Field bindweed-April 2019
Photo by Mat Lavin.
Field bindweed is native to Eurasia and was first identified in North America as early as 1739. It was likely introduced as a contaminant in crop seed. It has been reported in every state in the United States and is on 22 state noxious weed lists. Field bindweed is a priority 2B noxious weed in Montana, meaning it is an abundant and widespread weed. It has been reported in every county in Montana.
Identification and biology
Field bindweed is a perennial rhizomatous forb and is also known by the common names of creeping jenny, European bindweed, and perennial morning glory. Trumpet- or funnel-shaped flowers are about one inch wide, white, and sometimes tinted pink. Dark green, hairless leaves are up to two inches long and one inch wide, arrowhead-shaped, and have a rounded to pointed tip. Stems are one to four feet long, and they may climb or grow horizontally along the ground in mats. Small round fruits contain four brown seeds.
Habitat and spread
Photo by Stacy Davis.
Field bindweed grows across a wide range of settings but is most common in agricultural fields, pastures, hay fields, gardens, lawns, roadsides, and other disturbed areas. Field bindweed spreads from both seed and creeping roots. Reproductive buds found on the roots and underground stems can produce new plants when they are cut and spread by tillage equipment. Seeds are dispersed locally as well as more distantly with harvesting equipment and as a contaminant in crop seed. Field bindweed seeds are long-lived (e.g., 20 or more years).
Field bindweed has a twining growth habit and can form dense, tangled mats which interfere with harvesting. While field bindweed is most problematic in agricultural fields, particularly organic systems, it is a weed in turfgrass and a concern in perennial pastures. Alkaloids found in field bindweed are mildly toxic to certain types of livestock (e.g., pigs and horses) and can cause digestive disturbances.

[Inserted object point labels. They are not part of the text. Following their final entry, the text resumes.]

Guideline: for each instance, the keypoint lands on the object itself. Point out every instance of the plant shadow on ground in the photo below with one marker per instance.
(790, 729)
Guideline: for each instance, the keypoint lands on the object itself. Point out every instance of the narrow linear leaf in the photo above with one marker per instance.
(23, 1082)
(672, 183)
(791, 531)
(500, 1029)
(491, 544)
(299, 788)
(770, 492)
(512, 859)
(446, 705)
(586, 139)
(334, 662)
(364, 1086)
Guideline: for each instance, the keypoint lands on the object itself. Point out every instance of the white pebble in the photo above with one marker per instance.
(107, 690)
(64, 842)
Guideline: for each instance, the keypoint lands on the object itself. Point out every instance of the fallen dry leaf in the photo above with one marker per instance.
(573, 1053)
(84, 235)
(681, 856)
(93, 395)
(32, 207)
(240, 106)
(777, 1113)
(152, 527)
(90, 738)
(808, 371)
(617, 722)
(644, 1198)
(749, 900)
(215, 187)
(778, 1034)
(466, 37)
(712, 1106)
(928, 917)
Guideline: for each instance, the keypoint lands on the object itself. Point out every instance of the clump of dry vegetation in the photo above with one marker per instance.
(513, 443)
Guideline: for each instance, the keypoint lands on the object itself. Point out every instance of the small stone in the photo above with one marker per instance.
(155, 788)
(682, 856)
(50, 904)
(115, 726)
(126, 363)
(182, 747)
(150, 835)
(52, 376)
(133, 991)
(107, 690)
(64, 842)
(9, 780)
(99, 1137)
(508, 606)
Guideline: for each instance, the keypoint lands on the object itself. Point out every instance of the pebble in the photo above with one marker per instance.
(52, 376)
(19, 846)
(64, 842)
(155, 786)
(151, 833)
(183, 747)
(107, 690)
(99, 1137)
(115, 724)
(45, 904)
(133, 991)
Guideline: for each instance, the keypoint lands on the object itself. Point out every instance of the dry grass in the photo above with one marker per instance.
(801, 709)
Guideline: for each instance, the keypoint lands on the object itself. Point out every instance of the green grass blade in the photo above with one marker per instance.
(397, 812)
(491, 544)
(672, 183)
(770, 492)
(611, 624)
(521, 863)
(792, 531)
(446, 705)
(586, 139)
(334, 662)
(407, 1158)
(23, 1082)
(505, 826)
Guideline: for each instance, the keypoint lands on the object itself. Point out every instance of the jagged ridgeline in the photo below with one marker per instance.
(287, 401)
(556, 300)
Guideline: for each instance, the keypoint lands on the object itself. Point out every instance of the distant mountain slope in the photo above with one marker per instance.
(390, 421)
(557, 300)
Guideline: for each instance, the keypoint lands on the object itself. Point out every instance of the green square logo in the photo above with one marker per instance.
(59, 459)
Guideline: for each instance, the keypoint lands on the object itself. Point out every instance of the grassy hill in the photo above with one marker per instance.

Field bindweed is difficult to control due to its long-lived seeds and extensive root system that can re-sprout after most management actions. The key to managing field bindweed is depleting root reserves and reducing its re-sprouting ability, which takes time and persistence. Mechanical control methods need to be repeated every couple of weeks during the growing season for several years to effectively remove field bindweed shoots and roots. Mowing is not considered effective as field bindweed is a low-growing plant. Pulling, burning, and mechanical cultivation may be used but should be repeated often or integrated with another management approach, such as herbicides, in order to reduce field bindweed. Two biological control agents for field bindweed, Aceria malherbae and Tyta luctuosa, were released in the late 1980s in the United States and Canada, but establishment has been poor. Chemical control of field bindweed is most effective using a systemic herbicide that moves into the root system to kill roots and root buds. Herbicides can be applied in spring or summer, and it is usually recommended to spray when field bindweed is in the bud to full bloom stage. Another option is to treat fall regrowth before the plants are harmed by hard frost or any adverse growing conditions. Herbicides labeled for field bindweed control include 2,4-D, aminocyclopyrachlor + chlorsulfuron (Perspective™), dicamba (Banvel®), glyphosate (Roundup®), imazapic (Plateau®), metsulfuron (Escort®), picloram (Tordon®), and quinclorac (Paramount®). Refer to specific herbicide labels for complete information and recommendations.